In the ‘Guardian’, Paul Krugman writes that the case for spending cuts “was a lie”. Simon Wren-Lewis’s J’accuse in the ‘London Review of Books’ is entitled ‘The Austerity Con’. Both pieces are worth reading: the authors are detailed and devastating in the intensity with which they take on the coalition government’s policy and rhetoric. (For those who really want their fill, Wren-Lewis has a piece into the New Statesman as well, plus a 10-part epic on his own very readable blog). There are also two big holes in their reasoning.

The Keynesian basis of the overarching argument is well-known and should be uncontroversial: cutting government spending or raising taxes in a recession, all other things being equal, mechanically lowers demand in the economy. Unless other things also change to offset this mechanical effect, growth falls.

It is true that even this is disputed by some of the more ideological adherents to austerity. But for those interested in the truth, the debate is over how other things could reasonably be expected to change.

Krugman and Wren-Lewis gamely take on the most obvious other factors. One is monetary policy — as George Osborne explicitly stated from the outset, monetary policymakers should be expected to stabilise the economy.

The other is the private sector — if private saving and spending decisions respond to government fiscal policy (beyond the mechanical Keynesian effect), they will reinforce or counteract the policy’s direct effects. The crucial question is which — does the response compensate for the fiscal cuts (or even overcompensate), or does it worsen them?

Take monetary policy first. Both critics suggest that in more normal situations, where monetary policy can boost demand, fiscal consolidation would not be a problem. But, they say, after 2008 monetary policy was powerless to do this because of the “zero lower bound” on interest rates.

All major central banks had lowered interest rates to close to zero; the Bank of England’s bank rate came down to 0.5 per cent. There was nothing more central banks could do to help the economy, say Krugman and Wren-Lewis.

But this is wrong. Denmark’s policy rate is now -0.75 per cent. The Swiss National Bank targets a band between -0.25 and -1.25 and is currently achieving a -0.72 overnight market rate. Even if these are as low as one can go (and there is strong reason to think rates can be pushed even lower), they mean that the BoE has had 1.25 percentage point of bank rate ammunition available to it throughout the crisis.

That’s a huge amount of conventional policy powder to keep dry when the economy is languishing. And, of course, there were other things the BoE could do, and did. It started quantitative easing — buying gilts — in 2009.

But here too, it was hardly up against a bound: it could have bought more and faster. It is curious how quickly Krugman and Wren-Lewis pass over these monetary policy insufficiencies.

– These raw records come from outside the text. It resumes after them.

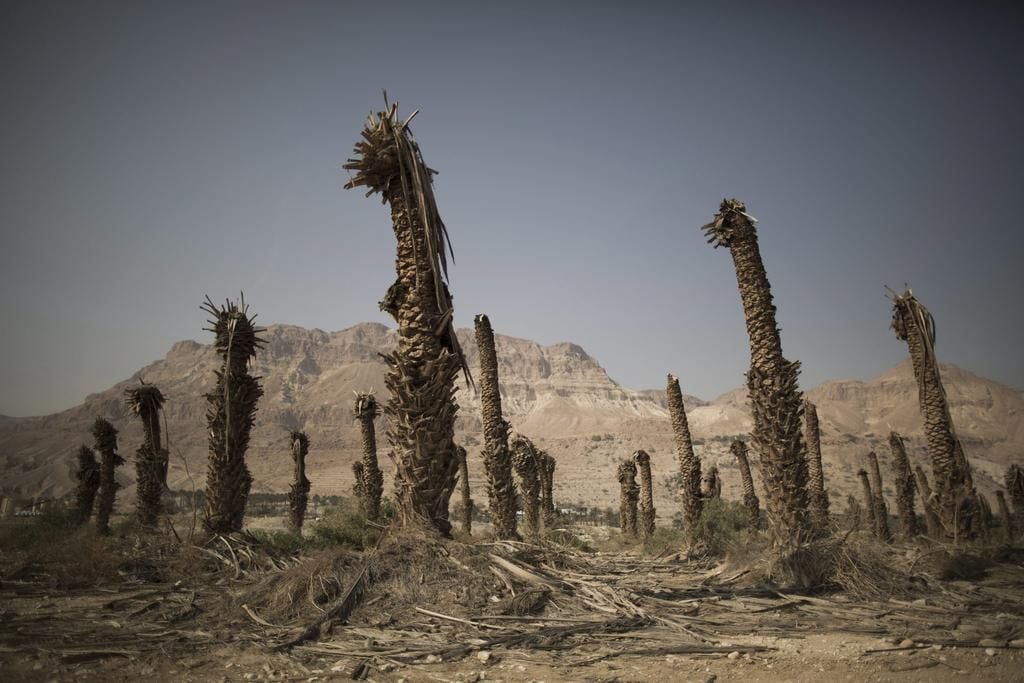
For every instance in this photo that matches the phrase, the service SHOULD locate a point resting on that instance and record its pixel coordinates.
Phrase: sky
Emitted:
(158, 152)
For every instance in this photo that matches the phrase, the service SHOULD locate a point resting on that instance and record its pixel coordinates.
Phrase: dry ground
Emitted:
(436, 610)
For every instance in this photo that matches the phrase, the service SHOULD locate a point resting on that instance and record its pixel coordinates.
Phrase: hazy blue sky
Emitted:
(154, 153)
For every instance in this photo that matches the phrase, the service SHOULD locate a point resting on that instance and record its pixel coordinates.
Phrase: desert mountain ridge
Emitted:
(558, 395)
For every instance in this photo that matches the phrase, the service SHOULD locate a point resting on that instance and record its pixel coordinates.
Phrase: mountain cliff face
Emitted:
(557, 394)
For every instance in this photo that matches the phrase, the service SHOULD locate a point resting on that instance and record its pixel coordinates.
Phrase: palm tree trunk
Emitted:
(689, 464)
(372, 477)
(230, 415)
(816, 493)
(527, 463)
(628, 496)
(88, 482)
(107, 445)
(904, 486)
(497, 459)
(955, 500)
(298, 497)
(751, 501)
(645, 507)
(467, 501)
(881, 510)
(872, 512)
(775, 397)
(421, 372)
(932, 523)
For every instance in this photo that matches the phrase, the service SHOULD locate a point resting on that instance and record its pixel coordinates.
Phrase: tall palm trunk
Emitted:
(645, 507)
(107, 445)
(421, 372)
(628, 497)
(955, 499)
(230, 415)
(1009, 527)
(751, 501)
(527, 464)
(298, 497)
(497, 459)
(689, 464)
(151, 459)
(816, 493)
(932, 523)
(775, 397)
(872, 512)
(88, 482)
(711, 484)
(372, 477)
(881, 510)
(467, 501)
(904, 486)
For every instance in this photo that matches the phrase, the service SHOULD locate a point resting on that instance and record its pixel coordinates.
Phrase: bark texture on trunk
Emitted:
(711, 483)
(932, 523)
(151, 459)
(422, 371)
(497, 458)
(872, 512)
(629, 495)
(467, 501)
(366, 412)
(1009, 527)
(772, 382)
(88, 483)
(645, 506)
(955, 501)
(816, 493)
(689, 465)
(230, 415)
(298, 496)
(751, 501)
(107, 445)
(527, 464)
(905, 487)
(881, 509)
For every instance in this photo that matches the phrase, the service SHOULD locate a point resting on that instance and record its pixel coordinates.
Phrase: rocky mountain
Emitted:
(557, 394)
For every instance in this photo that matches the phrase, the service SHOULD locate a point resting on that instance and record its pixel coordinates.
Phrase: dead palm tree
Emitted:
(689, 464)
(881, 510)
(628, 496)
(467, 501)
(107, 445)
(904, 486)
(373, 478)
(751, 501)
(421, 372)
(816, 493)
(230, 415)
(645, 507)
(298, 496)
(872, 511)
(772, 383)
(955, 500)
(88, 482)
(151, 459)
(711, 483)
(497, 459)
(527, 464)
(932, 523)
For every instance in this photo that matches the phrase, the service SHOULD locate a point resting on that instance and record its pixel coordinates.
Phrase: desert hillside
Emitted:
(557, 394)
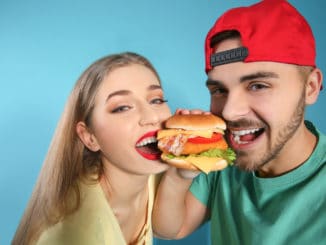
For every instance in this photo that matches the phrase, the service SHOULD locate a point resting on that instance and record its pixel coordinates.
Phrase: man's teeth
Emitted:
(244, 132)
(147, 141)
(238, 134)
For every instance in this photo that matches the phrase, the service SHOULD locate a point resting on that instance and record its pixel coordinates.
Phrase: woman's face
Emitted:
(129, 109)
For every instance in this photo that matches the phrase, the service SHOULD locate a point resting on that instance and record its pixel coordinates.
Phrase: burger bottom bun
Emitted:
(183, 164)
(178, 162)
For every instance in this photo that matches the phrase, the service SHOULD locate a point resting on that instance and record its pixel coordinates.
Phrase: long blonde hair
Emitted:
(68, 161)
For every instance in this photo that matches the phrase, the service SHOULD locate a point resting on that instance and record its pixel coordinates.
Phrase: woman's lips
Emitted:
(146, 146)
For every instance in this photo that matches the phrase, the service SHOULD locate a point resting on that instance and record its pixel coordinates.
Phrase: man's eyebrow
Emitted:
(154, 86)
(213, 82)
(245, 78)
(258, 75)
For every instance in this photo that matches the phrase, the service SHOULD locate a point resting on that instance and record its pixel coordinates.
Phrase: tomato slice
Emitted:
(202, 140)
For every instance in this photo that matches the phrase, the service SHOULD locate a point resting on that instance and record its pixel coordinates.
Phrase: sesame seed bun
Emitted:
(195, 122)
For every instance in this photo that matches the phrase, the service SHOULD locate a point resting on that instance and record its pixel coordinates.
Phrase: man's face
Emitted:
(263, 104)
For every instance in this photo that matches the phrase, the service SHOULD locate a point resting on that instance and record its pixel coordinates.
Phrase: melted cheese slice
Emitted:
(203, 163)
(171, 132)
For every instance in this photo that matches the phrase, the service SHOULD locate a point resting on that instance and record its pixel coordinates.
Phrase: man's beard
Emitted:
(284, 135)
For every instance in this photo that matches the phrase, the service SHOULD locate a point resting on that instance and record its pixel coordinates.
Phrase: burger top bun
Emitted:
(195, 122)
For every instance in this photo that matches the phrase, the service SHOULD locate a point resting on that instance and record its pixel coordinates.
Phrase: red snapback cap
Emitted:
(271, 30)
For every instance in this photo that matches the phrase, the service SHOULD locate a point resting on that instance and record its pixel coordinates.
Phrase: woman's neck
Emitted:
(127, 195)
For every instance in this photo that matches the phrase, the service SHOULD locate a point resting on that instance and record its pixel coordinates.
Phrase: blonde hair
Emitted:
(68, 161)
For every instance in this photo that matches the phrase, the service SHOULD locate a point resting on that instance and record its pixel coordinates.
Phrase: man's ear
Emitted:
(87, 137)
(313, 86)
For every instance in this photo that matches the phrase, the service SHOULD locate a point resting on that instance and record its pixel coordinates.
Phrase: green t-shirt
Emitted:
(289, 209)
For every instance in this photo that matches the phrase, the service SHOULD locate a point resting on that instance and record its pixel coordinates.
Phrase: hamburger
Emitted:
(195, 142)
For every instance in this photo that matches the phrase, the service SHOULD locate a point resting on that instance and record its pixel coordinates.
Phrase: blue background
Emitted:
(45, 45)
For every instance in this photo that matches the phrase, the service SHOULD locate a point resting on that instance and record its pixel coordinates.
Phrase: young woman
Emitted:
(98, 180)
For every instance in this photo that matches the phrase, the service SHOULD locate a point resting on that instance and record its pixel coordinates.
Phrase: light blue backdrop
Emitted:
(45, 45)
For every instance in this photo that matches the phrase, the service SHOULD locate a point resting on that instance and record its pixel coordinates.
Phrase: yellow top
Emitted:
(94, 222)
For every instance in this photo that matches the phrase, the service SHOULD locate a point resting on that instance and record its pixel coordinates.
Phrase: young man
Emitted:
(260, 62)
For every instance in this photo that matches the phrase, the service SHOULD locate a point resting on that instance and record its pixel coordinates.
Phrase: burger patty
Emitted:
(178, 145)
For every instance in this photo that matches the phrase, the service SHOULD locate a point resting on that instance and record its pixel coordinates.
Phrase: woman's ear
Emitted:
(87, 137)
(313, 86)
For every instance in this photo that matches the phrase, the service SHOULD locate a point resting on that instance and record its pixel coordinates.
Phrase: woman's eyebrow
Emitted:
(119, 92)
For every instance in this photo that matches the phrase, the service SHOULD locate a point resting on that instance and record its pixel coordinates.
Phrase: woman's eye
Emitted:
(158, 101)
(120, 109)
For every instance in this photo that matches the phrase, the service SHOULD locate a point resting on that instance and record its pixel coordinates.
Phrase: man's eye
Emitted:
(158, 101)
(257, 86)
(120, 109)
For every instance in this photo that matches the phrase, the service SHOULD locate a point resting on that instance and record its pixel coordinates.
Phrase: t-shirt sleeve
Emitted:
(201, 188)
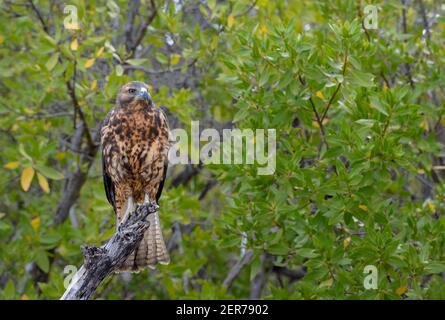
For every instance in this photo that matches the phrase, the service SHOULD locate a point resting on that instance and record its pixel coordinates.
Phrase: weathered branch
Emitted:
(235, 271)
(102, 261)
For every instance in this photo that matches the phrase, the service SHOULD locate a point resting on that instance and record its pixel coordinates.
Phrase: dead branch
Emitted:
(101, 262)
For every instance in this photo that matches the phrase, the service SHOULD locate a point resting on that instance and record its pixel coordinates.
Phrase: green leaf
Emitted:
(52, 61)
(361, 79)
(307, 253)
(435, 267)
(119, 70)
(136, 62)
(279, 249)
(42, 260)
(9, 291)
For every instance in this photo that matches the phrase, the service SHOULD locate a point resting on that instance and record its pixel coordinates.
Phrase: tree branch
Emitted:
(101, 262)
(235, 271)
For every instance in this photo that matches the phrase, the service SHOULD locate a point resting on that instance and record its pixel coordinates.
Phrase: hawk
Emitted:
(135, 143)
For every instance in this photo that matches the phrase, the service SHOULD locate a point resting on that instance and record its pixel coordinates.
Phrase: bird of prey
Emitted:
(135, 143)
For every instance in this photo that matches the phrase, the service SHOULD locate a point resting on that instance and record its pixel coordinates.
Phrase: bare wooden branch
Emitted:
(235, 271)
(101, 262)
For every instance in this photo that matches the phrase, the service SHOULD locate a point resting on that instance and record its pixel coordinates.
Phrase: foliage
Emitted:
(359, 120)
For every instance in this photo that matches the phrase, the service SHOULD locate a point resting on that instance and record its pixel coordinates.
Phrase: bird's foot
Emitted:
(152, 207)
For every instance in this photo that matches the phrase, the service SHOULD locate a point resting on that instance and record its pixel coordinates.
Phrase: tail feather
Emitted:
(151, 250)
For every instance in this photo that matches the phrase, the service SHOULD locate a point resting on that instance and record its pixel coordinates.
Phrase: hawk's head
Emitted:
(133, 91)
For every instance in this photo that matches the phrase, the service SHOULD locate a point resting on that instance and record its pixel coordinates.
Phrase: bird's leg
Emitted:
(152, 206)
(130, 208)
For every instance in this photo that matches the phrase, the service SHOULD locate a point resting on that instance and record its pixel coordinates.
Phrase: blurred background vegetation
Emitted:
(360, 156)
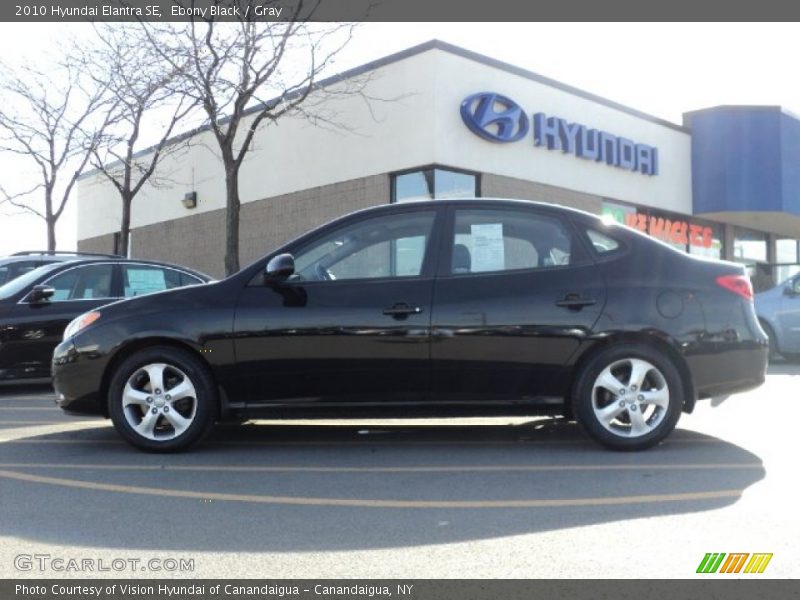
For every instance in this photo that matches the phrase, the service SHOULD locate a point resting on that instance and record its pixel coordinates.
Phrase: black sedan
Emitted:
(36, 307)
(463, 307)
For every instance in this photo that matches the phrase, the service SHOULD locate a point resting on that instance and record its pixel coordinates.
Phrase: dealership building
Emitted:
(437, 121)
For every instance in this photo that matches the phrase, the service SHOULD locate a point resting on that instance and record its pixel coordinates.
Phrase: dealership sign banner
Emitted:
(671, 230)
(497, 118)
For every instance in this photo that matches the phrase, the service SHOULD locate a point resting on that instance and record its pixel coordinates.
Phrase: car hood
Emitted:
(183, 298)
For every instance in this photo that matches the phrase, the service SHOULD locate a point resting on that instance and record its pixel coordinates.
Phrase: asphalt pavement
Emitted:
(500, 498)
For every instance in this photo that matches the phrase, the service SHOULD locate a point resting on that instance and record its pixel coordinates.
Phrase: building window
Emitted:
(749, 246)
(434, 183)
(787, 257)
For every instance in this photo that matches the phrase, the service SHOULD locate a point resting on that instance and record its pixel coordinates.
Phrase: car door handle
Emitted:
(401, 309)
(575, 302)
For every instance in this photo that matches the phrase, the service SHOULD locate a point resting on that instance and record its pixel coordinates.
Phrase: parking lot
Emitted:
(481, 498)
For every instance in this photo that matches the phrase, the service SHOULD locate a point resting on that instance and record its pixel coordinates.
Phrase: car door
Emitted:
(789, 316)
(35, 328)
(352, 324)
(516, 294)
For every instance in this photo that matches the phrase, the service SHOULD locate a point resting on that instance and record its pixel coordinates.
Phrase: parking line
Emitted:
(408, 469)
(365, 503)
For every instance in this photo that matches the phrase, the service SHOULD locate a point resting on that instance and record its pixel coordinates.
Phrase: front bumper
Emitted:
(77, 380)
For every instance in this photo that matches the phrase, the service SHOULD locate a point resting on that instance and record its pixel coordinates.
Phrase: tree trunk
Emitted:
(50, 219)
(125, 225)
(231, 221)
(51, 233)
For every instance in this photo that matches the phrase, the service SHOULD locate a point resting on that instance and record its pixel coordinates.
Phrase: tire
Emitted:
(152, 418)
(628, 397)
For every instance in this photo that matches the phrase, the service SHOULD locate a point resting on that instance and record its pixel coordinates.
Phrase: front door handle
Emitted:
(575, 301)
(401, 309)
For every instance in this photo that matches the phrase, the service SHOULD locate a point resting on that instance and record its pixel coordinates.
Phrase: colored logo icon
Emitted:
(741, 562)
(494, 117)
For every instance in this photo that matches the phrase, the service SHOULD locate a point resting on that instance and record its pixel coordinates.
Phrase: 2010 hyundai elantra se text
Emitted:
(457, 307)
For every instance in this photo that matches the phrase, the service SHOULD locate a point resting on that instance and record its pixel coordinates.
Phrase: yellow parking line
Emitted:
(408, 469)
(27, 422)
(361, 440)
(365, 503)
(51, 408)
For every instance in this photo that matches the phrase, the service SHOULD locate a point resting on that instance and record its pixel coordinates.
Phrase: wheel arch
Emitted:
(136, 345)
(659, 341)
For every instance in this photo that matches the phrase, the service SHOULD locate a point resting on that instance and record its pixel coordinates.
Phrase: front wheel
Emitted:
(162, 399)
(628, 397)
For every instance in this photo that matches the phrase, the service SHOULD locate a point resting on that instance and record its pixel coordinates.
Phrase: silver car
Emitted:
(778, 311)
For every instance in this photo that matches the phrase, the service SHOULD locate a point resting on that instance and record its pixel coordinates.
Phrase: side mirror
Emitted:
(41, 293)
(279, 268)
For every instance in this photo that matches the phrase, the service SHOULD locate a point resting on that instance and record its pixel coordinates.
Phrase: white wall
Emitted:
(289, 156)
(458, 77)
(417, 122)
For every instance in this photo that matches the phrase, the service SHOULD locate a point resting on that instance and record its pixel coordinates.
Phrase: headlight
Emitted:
(80, 323)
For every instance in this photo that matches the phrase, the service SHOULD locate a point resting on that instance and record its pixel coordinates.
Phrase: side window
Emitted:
(187, 279)
(385, 246)
(139, 280)
(507, 240)
(602, 243)
(82, 283)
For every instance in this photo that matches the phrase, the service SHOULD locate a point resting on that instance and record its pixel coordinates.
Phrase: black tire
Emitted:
(654, 421)
(197, 410)
(774, 352)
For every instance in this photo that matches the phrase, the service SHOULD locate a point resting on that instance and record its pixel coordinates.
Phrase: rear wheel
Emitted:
(162, 399)
(628, 397)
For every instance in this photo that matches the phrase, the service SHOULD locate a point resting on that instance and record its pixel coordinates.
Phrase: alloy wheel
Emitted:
(630, 397)
(159, 402)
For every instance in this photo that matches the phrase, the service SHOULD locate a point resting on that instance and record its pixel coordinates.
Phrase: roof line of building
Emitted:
(434, 44)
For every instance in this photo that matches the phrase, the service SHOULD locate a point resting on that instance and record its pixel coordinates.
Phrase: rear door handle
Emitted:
(401, 309)
(575, 302)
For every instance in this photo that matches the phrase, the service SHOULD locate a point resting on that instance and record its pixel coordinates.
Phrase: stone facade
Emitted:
(498, 186)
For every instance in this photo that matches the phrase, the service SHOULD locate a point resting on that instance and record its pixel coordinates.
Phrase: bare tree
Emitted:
(142, 91)
(245, 74)
(53, 121)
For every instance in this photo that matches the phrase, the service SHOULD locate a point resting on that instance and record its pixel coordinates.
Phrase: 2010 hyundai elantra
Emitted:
(458, 307)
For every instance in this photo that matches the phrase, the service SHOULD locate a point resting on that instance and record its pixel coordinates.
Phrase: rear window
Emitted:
(602, 243)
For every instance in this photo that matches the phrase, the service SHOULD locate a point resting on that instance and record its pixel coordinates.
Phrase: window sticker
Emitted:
(145, 281)
(488, 250)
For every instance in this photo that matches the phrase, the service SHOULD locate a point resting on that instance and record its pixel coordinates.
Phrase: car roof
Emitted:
(76, 261)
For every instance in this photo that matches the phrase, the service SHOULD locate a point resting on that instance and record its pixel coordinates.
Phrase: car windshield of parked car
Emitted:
(15, 286)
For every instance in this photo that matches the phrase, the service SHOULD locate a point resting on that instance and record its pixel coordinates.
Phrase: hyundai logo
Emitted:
(494, 117)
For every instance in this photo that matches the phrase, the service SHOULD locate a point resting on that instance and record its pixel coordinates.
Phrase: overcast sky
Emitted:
(663, 69)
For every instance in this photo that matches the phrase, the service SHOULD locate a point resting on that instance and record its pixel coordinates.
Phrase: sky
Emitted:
(663, 69)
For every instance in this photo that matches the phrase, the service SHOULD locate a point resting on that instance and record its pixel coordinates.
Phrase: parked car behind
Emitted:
(20, 263)
(778, 310)
(470, 307)
(36, 307)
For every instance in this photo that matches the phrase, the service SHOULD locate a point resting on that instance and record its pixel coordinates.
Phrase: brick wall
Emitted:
(498, 186)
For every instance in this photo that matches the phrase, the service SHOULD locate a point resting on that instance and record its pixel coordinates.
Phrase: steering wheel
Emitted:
(323, 274)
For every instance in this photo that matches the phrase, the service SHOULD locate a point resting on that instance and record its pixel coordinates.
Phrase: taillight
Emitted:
(738, 284)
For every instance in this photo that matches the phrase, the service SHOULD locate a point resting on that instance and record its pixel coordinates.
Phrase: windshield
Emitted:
(15, 286)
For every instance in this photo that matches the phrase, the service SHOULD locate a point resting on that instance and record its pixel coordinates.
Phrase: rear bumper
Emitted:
(729, 370)
(76, 380)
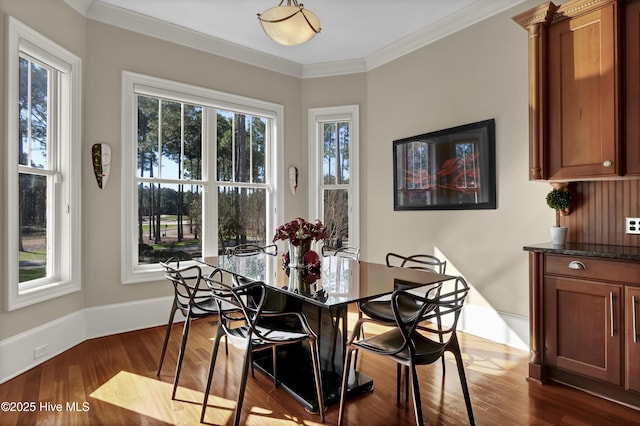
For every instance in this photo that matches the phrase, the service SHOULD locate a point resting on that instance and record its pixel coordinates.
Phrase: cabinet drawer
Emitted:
(592, 268)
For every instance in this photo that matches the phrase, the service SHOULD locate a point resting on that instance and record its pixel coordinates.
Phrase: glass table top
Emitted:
(341, 281)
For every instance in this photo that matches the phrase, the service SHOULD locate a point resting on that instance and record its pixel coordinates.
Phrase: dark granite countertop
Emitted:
(588, 250)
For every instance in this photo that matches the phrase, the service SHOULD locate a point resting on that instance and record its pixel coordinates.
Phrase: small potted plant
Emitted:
(559, 199)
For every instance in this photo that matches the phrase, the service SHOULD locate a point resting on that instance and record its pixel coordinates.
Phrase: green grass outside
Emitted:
(32, 273)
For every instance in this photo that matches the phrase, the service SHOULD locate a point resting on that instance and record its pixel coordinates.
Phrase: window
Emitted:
(199, 173)
(333, 138)
(43, 168)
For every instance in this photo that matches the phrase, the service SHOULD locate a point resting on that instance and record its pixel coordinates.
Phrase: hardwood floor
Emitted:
(112, 381)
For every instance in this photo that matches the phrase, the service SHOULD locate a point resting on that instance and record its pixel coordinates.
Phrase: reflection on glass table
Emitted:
(324, 302)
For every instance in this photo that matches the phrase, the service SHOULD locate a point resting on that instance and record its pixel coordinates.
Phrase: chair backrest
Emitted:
(417, 261)
(187, 283)
(437, 313)
(251, 250)
(344, 251)
(239, 303)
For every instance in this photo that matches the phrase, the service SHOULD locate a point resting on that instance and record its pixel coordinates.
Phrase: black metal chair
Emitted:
(344, 251)
(193, 299)
(246, 326)
(412, 341)
(381, 310)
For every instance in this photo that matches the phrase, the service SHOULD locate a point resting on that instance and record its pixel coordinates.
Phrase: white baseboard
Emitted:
(511, 330)
(61, 334)
(17, 352)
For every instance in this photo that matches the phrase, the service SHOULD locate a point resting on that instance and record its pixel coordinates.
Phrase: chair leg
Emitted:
(315, 358)
(243, 382)
(417, 403)
(273, 355)
(398, 383)
(360, 336)
(166, 337)
(183, 345)
(465, 387)
(345, 382)
(212, 365)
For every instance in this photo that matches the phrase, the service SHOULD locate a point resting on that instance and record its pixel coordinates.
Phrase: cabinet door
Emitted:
(583, 326)
(632, 87)
(583, 87)
(632, 369)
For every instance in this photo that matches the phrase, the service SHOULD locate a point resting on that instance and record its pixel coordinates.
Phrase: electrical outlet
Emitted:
(633, 225)
(40, 351)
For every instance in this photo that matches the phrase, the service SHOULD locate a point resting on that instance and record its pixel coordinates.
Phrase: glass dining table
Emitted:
(323, 297)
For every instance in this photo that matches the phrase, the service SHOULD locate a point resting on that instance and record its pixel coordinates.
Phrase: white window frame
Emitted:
(66, 216)
(134, 84)
(317, 117)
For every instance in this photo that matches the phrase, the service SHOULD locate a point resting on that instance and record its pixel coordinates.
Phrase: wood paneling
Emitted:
(599, 209)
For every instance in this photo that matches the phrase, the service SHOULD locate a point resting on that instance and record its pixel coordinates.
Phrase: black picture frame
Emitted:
(450, 169)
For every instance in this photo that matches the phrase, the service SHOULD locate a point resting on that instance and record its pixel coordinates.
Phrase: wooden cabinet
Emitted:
(575, 90)
(582, 326)
(632, 367)
(583, 93)
(585, 319)
(632, 87)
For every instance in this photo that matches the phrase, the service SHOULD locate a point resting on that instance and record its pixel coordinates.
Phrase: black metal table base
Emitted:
(298, 381)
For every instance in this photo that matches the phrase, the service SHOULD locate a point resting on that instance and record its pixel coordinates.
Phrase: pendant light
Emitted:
(289, 25)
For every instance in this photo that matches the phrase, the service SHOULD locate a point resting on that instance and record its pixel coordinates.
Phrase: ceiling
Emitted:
(356, 35)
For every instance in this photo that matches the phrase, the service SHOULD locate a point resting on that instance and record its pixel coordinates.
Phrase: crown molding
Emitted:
(453, 23)
(137, 22)
(132, 21)
(81, 6)
(329, 69)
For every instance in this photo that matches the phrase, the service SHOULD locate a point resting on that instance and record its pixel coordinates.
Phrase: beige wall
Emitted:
(473, 75)
(476, 74)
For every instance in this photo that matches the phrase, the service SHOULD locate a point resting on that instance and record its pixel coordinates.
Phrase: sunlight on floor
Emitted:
(152, 398)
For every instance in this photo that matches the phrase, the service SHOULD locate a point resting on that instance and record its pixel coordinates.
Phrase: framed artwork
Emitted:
(449, 169)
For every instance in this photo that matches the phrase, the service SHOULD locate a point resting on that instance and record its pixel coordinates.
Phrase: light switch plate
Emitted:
(633, 225)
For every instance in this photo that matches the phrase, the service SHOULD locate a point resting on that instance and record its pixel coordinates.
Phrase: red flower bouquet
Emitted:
(299, 231)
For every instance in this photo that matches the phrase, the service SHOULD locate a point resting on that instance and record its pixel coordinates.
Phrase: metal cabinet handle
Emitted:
(611, 312)
(634, 302)
(576, 264)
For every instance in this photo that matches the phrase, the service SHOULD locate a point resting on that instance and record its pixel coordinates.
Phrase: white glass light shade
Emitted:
(289, 25)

Both take it as a given that monetary policy had reached a zero lower bound by 2009. Krugman spends only two sentences mentioning the evidence that this was not so, only to summarily dismiss its relevance. Wren-Lewis doesn’t mention it at all, though he explains QE. (It’s unclear whether he thinks it had much effect and in any case doesn’t state the BoE should have done more of it).

Yet without the premise that monetary policymakers could not do more, their entire argument becomes very lopsided. If the BoE was voluntarily keeping monetary policy tighter than it could have been, isn’t that where the blame is due? The FT, for example, told the BoE again and again that it wasn’t doing enough.

Second, the private sector response. Krugman and Wren-Lewis rightly call out the government’s overblown rhetoric of comparing the UK with Greece.

The similarity between the two countries — the size of the fiscal deficit — was less important than the differences — the much smaller UK public debt and the UK’s retention of national money presses. Those arguing for prompt fiscal consolidation in 2010 feared that high deficits would spook the private sector into cutting spending and perhaps even into a bond market panic, with higher interest rates depressing demand even further.

Krugman famously dismissed this worry as a belief in “bond vigilantes” and “confidence fairies”. But what, exactly, is his and Wren-Lewis’s argument for dismissing them? Surely not an appeal to Keynes, who thought animal spirits could do a lot of irrational things.

Instead they both make a claim that a government bond market panic is impossible in a country with its own central bank. Because it can always print money to service its debt, investors will never worry about their money not being paid back.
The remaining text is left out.